Transaksi Tertinggi Nasional

Khofifah menilai keberhasilan tersebut merupakan hasil kolaborasi antara pemerintah pusat, pemerintah daerah, pemerintah desa, pengurus koperasi, serta masyarakat dalam membangun ekosistem ekonomi berbasis desa.

Sebelumnya, Jawa Timur juga menjadi provinsi pertama yang menuntaskan pembentukan badan hukum bagi 8.494 Koperasi Desa/Kelurahan Merah Putih, sehingga memiliki fondasi kelembagaan yang kuat untuk mempercepat operasional koperasi di seluruh wilayah.

Fokus Perkuat Ekonomi Desa

Menurut Khofifah, tantangan selanjutnya bukan lagi membentuk koperasi, melainkan memastikan koperasi mampu berkembang sebagai pusat layanan ekonomi desa yang profesional, sehat, dan berkelanjutan.

"Target kita bukan hanya banyak koperasinya, tetapi koperasinya benar-benar hidup, produktif, dan mampu menjadi motor penggerak ekonomi desa. Koperasi harus hadir memperkuat UMKM, memperlancar distribusi kebutuhan masyarakat, membuka lapangan kerja, serta meningkatkan kesejahteraan warga desa," katanya.

Ia menambahkan, pengembangan Koperasi Merah Putih harus melibatkan berbagai pelaku ekonomi lokal, mulai dari UMKM, Badan Usaha Milik Desa (BUMDes), kelompok tani, kelompok nelayan, hingga pelaku ekonomi kreatif, sehingga tercipta ekosistem usaha yang saling mendukung.

Khofifah optimistis nilai transaksi koperasi di Jawa Timur akan terus meningkat seiring semakin optimalnya operasional koperasi di seluruh desa dan kelurahan.

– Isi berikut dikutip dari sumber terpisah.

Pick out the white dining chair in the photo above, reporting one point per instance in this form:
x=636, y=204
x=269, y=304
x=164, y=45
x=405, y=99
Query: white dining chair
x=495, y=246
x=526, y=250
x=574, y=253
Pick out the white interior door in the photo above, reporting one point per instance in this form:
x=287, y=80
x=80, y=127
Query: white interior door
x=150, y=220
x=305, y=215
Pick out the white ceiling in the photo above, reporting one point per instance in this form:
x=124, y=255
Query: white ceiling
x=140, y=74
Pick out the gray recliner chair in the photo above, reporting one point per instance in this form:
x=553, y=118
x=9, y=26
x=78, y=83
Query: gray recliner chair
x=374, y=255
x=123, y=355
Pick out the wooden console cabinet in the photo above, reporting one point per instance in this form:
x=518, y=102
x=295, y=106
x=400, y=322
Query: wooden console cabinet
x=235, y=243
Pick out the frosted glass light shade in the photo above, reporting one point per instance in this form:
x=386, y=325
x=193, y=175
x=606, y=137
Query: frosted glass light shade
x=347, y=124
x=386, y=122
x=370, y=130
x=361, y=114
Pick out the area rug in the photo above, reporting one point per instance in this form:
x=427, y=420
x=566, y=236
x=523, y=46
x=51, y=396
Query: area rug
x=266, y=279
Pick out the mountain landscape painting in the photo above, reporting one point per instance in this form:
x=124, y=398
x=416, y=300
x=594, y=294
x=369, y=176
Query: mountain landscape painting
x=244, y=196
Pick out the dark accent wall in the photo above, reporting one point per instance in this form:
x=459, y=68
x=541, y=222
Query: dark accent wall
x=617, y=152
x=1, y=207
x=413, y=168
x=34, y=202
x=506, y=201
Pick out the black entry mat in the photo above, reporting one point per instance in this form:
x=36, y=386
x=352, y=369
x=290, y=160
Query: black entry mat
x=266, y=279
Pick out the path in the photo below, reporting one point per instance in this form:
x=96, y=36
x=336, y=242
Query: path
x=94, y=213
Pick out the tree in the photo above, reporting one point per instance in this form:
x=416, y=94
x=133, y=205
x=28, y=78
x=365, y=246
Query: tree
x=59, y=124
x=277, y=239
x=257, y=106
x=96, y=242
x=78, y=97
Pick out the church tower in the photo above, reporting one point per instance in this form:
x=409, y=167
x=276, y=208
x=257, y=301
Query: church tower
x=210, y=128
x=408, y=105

"Semoga capaian ini menjadi penyemangat bagi seluruh koperasi di Jawa Timur untuk terus meningkatkan pelayanan, memperluas usaha, dan menghadirkan manfaat yang semakin besar bagi masyarakat. Koperasi yang kuat akan menjadi fondasi penting menuju desa yang mandiri, sejahtera, dan berdaya saing," ujarnya.

Sumber: ANTARA, Dashboard Simkopdes Merah Putih.